My research began in a pachinko hall in Tokyo, where players sit alone with gambling machines that offer an escape from themselves. But this escape traps us deeper inside capitalistic forces that take away our agency, growing larger by feeding on individual loneliness. Modern fantasy pushes us further from others, turning even other people into content to consume. How can we break free from this cycle of consumption and loneliness, and reconnect with the feelings we want to escape, and with each other?
Before capitalism offered an escape from oneself, communities had other tools to engage with the world, such as yokai. Yokai are monsters that pre-modern Japanese society used to name the unknown, whether from nature or our own minds. These creatures were shared through stories and rituals, so that no one had to face the unknown alone.
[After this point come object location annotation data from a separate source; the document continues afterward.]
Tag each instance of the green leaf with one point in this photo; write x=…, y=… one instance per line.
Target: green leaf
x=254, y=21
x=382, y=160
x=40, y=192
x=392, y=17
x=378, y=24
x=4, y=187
I had participants create their own monsters and imaginary friends, and filmed the everyday places where these beings appear. I animated their creatures into that footage, weaving imagination and reality together. By doing so, I give form to the uncanny inside us, the way our predecessors once did with yokai. The film illustrates that what is imagined does exist, manifesting the inner reality of people into physical form.